Iggy Pop: Roadkill Rising…The Bootleg Collection: 1977-2009

Music Reviews Iggy Pop
Iggy Pop: Roadkill Rising…The Bootleg Collection: 1977-2009

Iggy Pop has had a few retrospectives in his career, none of them especially persuasive. At a mere 17 tracks, the single-disc Nude & Rude in 1996 proved so cursory as to be insulting: No “TV Eye”? No “Your Pretty Face Is Going to Hell”? Seriously? Nine years later, A Million in Prizes more than doubled the tracklist, but it still sounded like a superficial dip into his rich catalog, with too much obligatory emphasis on his late-career duds. Despite so many excellent songs, Pop simply may not be a musician who lends himself to that sort of retrospective.

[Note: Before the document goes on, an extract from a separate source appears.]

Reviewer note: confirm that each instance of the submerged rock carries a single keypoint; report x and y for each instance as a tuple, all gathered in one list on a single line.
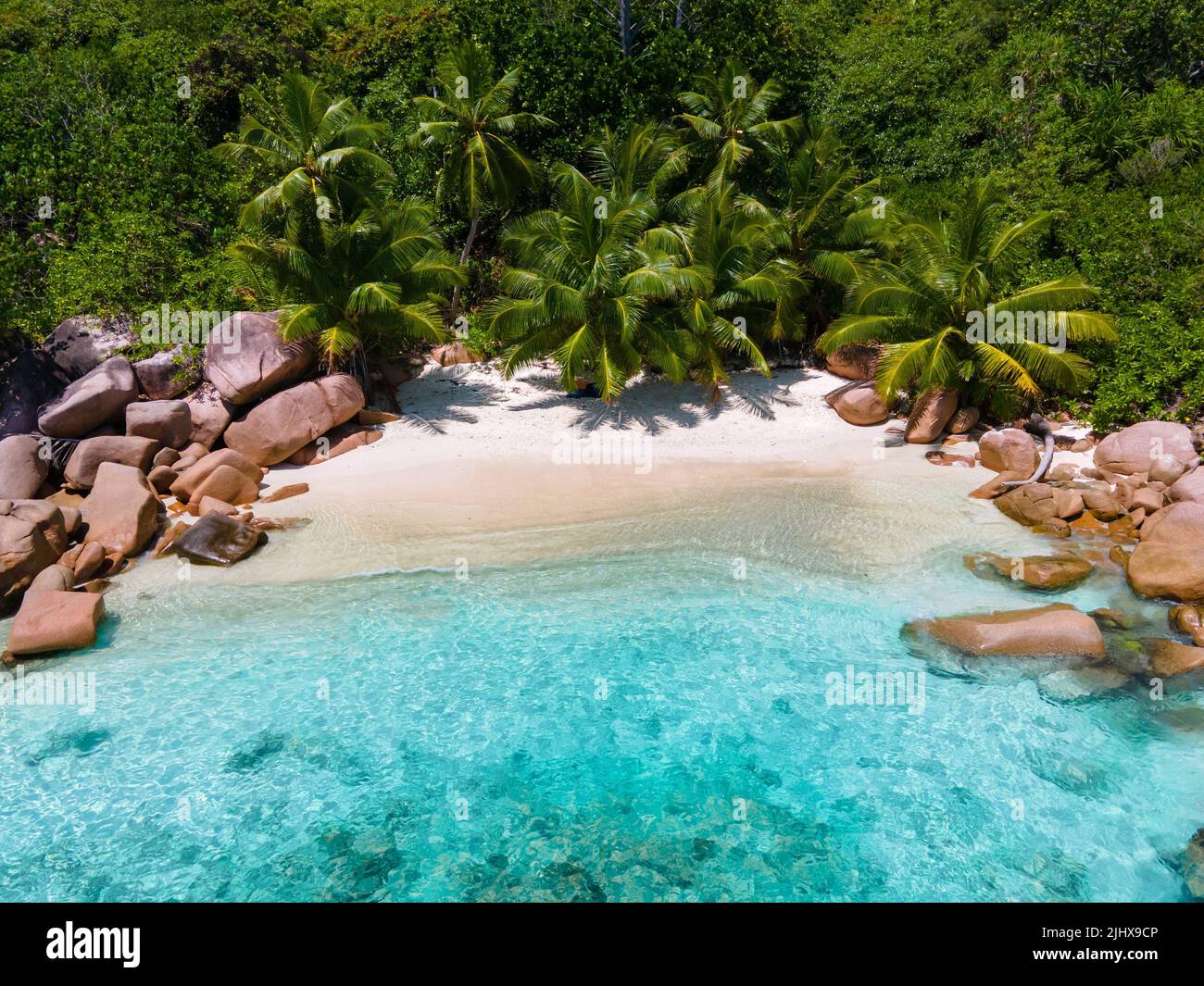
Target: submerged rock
[(191, 478), (1044, 572), (217, 540), (284, 493), (1169, 658), (1048, 631)]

In fact, he is neither a singles artist nor an albums artist, although he’s excelled in both formats. Instead, his most lasting contributions have been as a live act, with a larger-than-life stage persona that stopped just short of self-annihilation. From his early peanut-butter-and-cock days through his latter days as punk’s leather-skinned éminence grise, Pop has sought and destroyed like the most volatile frontman in rock history.

Shout! Factory’s new four-disc Roadkill Rising already has a leg up on previous career retrospectives, and not simply because it quadruples Nude & Rude and doubles A Million in Prizes. It gets Pop out of the studio, where he was never truly at home, and onto the stage, where all his animal urges exploded. This is Pop in his true element—onstage, half-naked, presumably with a foodstuff smeared across his person. He makes Jim Morrison look like Art Garfunkel.

Roadkill Rising covers 66 songs from throughout his 40-year (!) career, with each disc representing a different decade. It’s unwieldy, sure, but the set has the breadth to dig deep into his catalog, which makes it no mere hits collection but something like a primary-source chronicle of his career. At a time when “Lust for Life” has been used to sell cruises, that’s hugely refreshing.

Of course, the set starts strong, and of course it gets a bit spotty in the ‘90s and the ‘00s. Pop came along like a scourge in the late ‘60s, and that momentum carried him through the ‘70s and much of the ‘80s. He howls through his early Stooges material (“Raw Power,” “Search and Destroy”) and guts covers of the Kinks and Them; “Louie Louie” becomes just as subversively profane as the FBI always thought it was.

What’s more impressive is his interaction with his audiences over the years. Pop’s performances are communal; he wants his fans intimately involved with his visceral exorcisms. Those are, in fact, stage-diving fans singing with him on “My Idea of Fun.” But it wasn’t all abandon and anarchy; even Pop had rules of etiquette. When he wants to sing a quiet song like “One for My Baby (And One More for the Road),” you better shut up and let him sing. How his tirade against a group of disruptive fans in Detroit didn’t end in fisticuffs is a minor miracle of restraint. Granted, he most likely chose that song to taunt the audience.

Perhaps the most surprising revelation on Roadkill Rising is that the material may go downhill, but Pop does not. “Skull Ring” will never be considered among his best songs, but this take, recorded in DC in 2007, actually surpasses the studio version, if only by sheer force of will. He has to work harder to put some of these songs across, but that at least means he doesn’t descend into self-parody—at least not until the French-pop travesties from 2009’s Préliminaires. Give him credit for stretching, but he’s no Serge Gainsbourg.

Despite that odd finale, Roadkill Rising is Pop’s best career retrospective to date, and quite possibly the best we can hope for. Together, these four discs portray him as an artist who never wavered in his belief in the stage as a place of ultimate freedom, where standard inhibitions and courtesies do not apply.